Circular Economy Latam
Circular Economy
The circular economy is part of Enel Americas' Strategic Plan. The Company considers it as an accelerating element of the energy transition and the electrification of consumption. It is an accelerator because it makes it possible to influence decarbonization and the efficient use of energy and resources in industrial processes. Along the same lines, the circular economy is a tool that aims to break down and analyze production processes throughout their life cycle, thus detecting the gaps between their linearity and their circularization potential.
It is an important change that requires an internal review of the conventional way of thinking about the relationship between the business, the market, customers and the planet, integrating the principles of circularity to generate economic, environmental and social benefits. Thus, the circular economy is considered as a competitive advantage for companies that integrate it into their business model. Specifically, the circular economy is presented as a paradigm shift that revolutionizes the way goods and services are designed, produced and consumed. The linear model based on raw material extraction, production and finally waste is a model that has generated irreversible impacts on the biosphere.

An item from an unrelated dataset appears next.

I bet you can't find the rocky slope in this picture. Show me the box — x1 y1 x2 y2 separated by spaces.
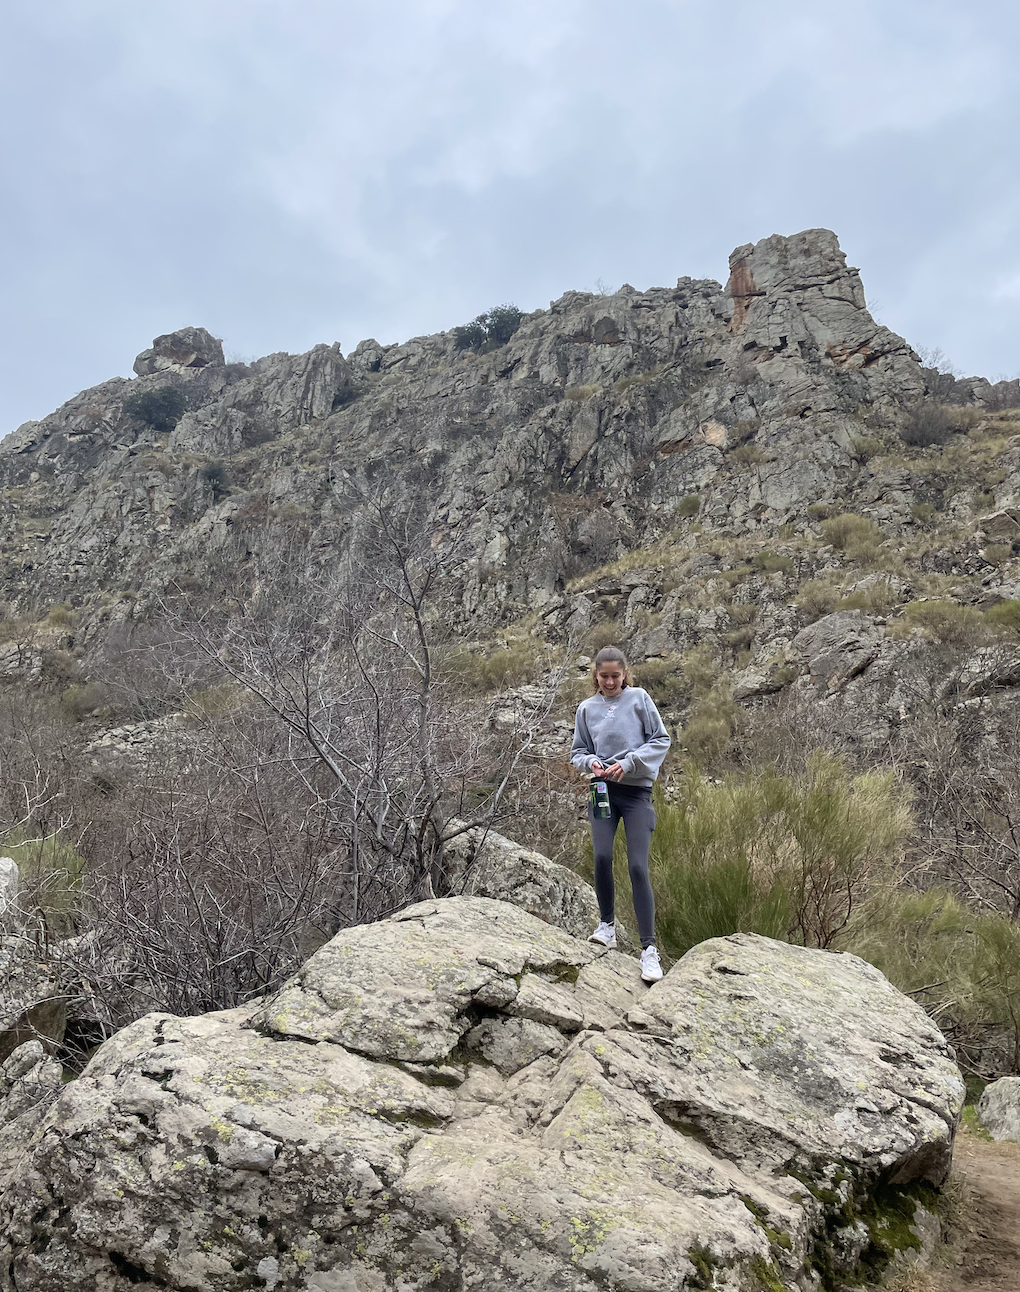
2 226 1013 642
0 892 965 1292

For this reason, it is necessary to move from this linear model to a circular model based on eliminating waste from the design of a product or service, maintaining products and materials in use over time, repairing, reusing or recycling them and contributing to regenerate natural systems. For the integration of the circular economy in the business model, Enel Americas has defined a specialized team in the sustainability function in each country, which collaborates with all business lines to promote the change of vision in the Company's processes throughout the value chain, through an action plan focused on five pillars.
1. Sustainable inputs: Incorporate renewable energies, renewable materials, biomaterials, reused and recycled materials as inputs.
2. Life extension: Design and management of a product in such a way as to extend its useful life and facilitate reinsertion in consecutive cycles, for example, through modular design, repairability or predictive maintenance.
3. Product as a service: Business model in which the customer acquires a service for a limited time, while the company maintains the properties of the product, maximizing the utilization factor and seeking to extend the useful life.
4. Shared-use platforms: Use among multiple users of an underutilized product, increasing its utilization factor. It can be supported by information technologies.